Así, con las manos aparentemente vacías, habían regresado meses después al Instituto de la que fue la última expedición del Maestro Mylo Avérigan. Las burlas no se hicieron esperar, pero no hicieron la más mínima mella en Mylo o Suranna, que dedicaron muchos de sus días y noches a reescribir sus libros de teorías sobre los Phaelyons, pero nunca fueron más que eso, teorías, por muy correctas y reales que estas fueran, que nunca llegaron a publicar. Como Suranna había vaticinado, nadie las creyó más allá del ámbito de la leyenda o el mito. Pero ellos estaban satisfechos con aquello que Mylo había calificado como «el valor del descubrimiento en el propio descubrimiento» y sabiéndose de los pocos Humanos que habían visto en vida a los Phaelyons.
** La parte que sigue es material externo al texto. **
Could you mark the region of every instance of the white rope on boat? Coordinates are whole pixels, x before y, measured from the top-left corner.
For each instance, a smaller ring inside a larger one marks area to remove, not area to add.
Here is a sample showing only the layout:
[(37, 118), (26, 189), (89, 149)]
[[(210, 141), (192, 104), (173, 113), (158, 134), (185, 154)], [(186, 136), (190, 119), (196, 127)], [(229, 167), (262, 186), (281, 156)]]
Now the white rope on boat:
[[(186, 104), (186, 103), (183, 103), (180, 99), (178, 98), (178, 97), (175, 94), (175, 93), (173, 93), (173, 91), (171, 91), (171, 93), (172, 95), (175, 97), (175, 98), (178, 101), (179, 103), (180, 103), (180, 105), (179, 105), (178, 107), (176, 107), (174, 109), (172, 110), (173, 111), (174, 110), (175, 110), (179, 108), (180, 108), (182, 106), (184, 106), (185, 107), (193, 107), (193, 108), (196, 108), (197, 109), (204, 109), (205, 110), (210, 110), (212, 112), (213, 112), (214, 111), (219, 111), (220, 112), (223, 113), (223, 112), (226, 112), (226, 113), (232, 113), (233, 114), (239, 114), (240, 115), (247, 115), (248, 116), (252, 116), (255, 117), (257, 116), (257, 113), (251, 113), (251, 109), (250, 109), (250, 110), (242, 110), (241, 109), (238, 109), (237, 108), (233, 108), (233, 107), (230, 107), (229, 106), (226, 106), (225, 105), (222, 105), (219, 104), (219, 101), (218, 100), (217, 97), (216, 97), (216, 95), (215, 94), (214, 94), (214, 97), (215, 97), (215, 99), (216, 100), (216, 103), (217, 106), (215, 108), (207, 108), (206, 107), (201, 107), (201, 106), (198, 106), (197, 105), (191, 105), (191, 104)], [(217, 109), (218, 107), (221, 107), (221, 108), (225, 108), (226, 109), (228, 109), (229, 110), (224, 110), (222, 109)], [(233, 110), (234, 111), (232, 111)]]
Los años pasaron, Suranna completó sus estudios, se hizo Maestra y durante un tiempo realizó diferentes expediciones por el mundo buscando nuevas especies, algunas salidas de mitos y leyendas, otras completamente nuevas, humanoides y animales. Descubrió unas cuantas de animales y una especie humanoide de inteligencia limitada que habitaba en cavernas cercanas a ríos y cascadas en las montañas del lejano norte, y a la que bautizó como Mylonthes, porque eran seres pequeños, alegres y afanados trabajadores que le recordaban a su Maestro. Y gracias a tales descubrimientos y los trabajos elaborados sobre ellos, Suranna ganó la fama y el renombre que Mylo jamás había deseado para sí, convirtiéndose en una eminencia del Instituto, al que acabaría volviendo para convertirse en su Rectora después de que el Consejo la nombrara para el cargo.

Y en cuanto a los Phaelyons, seguirán siendo un mito hasta que el resto de especies inteligentes decida invadir los lugares inhóspitos que habitan. Pero por el momento viven en paz y armonía con la naturaleza y el resto de sus seres. Y no han olvidado al grupo de Humanos que logró encontrarlos, aunque saben que el juramento que pronunciaron sigue en pie.